[Date Prev][Date Next][Thread Prev][Thread Next][Date Index][Thread Index]
bug#33729: 27.0.50; Partial glyphs not rendered for Gujarati with Harfbu
bug#33729: 27.0.50; Partial glyphs not rendered for Gujarati with Harfbuzz enabled (renders fine using m17n)
Sun, 06 Jan 2019 18:03:55 +0200
> Date: Sat, 5 Jan 2019 23:15:14 +0200
> From: Khaled Hosny <address@hidden>
> Cc: address@hidden, address@hidden, address@hidden,
> address@hidden, address@hidden
> > > The built-in HarfBuzz code is for getting the script for a given
> > > character, but resolving characters with Common script is left to the
> > > client. Suppose you have this string (upper case for RTL) ABC 123 DEF,
> > > what HarfBuzz sees during shaping is three separate chunks of text ABC,
> > > 123, DEF. The 123 part is all Common script characters and thus
> > > hb_buffer_guess_segment_properties won’t be able to guess anything (and
> > > based on the font and the script, this can cause rendering differences).
> > > Emacs will have to resolve the script of Common characters before
> > > applying bidi algorithm and pass that down to HarfBuzz.
> > I'm not sure I understand: why does HarfBuzz care that 123 was in the
> > middle if RTL text.
> It doesn’t. What it cares about here is the correct script. Because 123
> are in the middle of RTL text they will be shaped separately, and thus
> hb_buffer_guess_segment_properties() will only see 123 and won’t to be
> able to guess the correct script for them (Arabic, Hebrew, etc.,
> whatever the script for the surrounding RTL text is).
That's what I was asking: why it's important for HarfBuzz to know that
123 should be shaped for the Arabic script?
> Depending on the font, the digits might be shaped differently if the
> script is, say Arabic, by e.g. applying script-specific substitutions to
> forms more suitable for a given script.

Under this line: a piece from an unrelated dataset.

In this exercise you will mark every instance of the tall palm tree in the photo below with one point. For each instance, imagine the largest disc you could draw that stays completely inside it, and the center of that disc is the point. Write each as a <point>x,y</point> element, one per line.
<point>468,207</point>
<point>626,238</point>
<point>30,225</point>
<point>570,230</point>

I guess this is what I'm missing, then: these script-specific
substitutions. Can you elaborate on that, or point to some place
where these substitutions are described in detail?

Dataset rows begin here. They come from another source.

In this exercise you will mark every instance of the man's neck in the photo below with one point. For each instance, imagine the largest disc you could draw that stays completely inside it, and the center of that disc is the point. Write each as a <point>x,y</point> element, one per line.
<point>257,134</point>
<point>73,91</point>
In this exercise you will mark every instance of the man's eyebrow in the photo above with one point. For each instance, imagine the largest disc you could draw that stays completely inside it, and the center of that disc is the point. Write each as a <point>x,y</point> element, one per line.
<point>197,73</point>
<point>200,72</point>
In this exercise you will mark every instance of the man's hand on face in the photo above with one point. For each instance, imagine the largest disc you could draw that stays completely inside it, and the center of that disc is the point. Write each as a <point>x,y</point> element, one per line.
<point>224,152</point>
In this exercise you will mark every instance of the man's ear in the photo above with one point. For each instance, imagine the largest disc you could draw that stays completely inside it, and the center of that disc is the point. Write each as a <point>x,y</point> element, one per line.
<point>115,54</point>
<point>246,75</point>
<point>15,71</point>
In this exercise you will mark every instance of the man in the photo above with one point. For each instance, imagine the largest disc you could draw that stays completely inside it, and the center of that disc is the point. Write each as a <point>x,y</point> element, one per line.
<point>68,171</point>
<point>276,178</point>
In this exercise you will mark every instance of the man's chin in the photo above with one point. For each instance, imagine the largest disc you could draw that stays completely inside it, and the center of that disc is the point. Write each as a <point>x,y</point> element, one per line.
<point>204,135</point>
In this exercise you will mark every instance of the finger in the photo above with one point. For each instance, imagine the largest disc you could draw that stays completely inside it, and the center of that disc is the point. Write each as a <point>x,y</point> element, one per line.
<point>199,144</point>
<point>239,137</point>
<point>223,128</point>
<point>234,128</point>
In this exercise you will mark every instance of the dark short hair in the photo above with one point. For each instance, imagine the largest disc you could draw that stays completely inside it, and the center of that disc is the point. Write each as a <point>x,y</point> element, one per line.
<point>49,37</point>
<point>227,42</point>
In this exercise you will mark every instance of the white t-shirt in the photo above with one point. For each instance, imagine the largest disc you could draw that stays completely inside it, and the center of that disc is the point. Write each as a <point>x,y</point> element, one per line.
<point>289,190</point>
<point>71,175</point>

> > (In general, AFAIK simple characters like 123 will not even go through
> > HarfBuzz, as Emacs doesn't call the shaper for characters whose entry
> > in composition-function-table is nil. So I guess 123 here should
> > stand for some other characters, not for literal digits? IOW, I don't
> > think I understand the example very well.)
> This is a bug then and needs to be fixed. All text should go through
> HarfBuzz since even so-called “simple” character often require shaping
> depending on the text and the font. If this is done for optimization,
> then it should be revised to see if shaping with HarfBuzz is actually
> significantly slower and if it is, find more proper ways to optimize it.

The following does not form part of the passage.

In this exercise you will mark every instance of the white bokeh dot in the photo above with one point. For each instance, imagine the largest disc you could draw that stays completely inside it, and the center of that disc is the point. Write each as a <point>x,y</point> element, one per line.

(Adding Handa-san to the discussion, in the hope that he could comment
on the issue.)
I think running all text through a shaper might be prohibitively
expensive, because the shaper is called through Lisp code (see
composite.el), and we decide which chunk of text to pass to the shaper
using regexp search. See the various files under lisp/language/ which
set up portions of composition-function-table as appropriate for each
language that needs it.
So I think we should identify all the cases where "simple" characters
surrounded by, or adjacent to, "non-simple" ones need to be passed to
a shaper, and add the necessary regular expressions to the data
structures in lisp/languages/. Can you describe these cases, or point
me to a place where I can find the relevant info?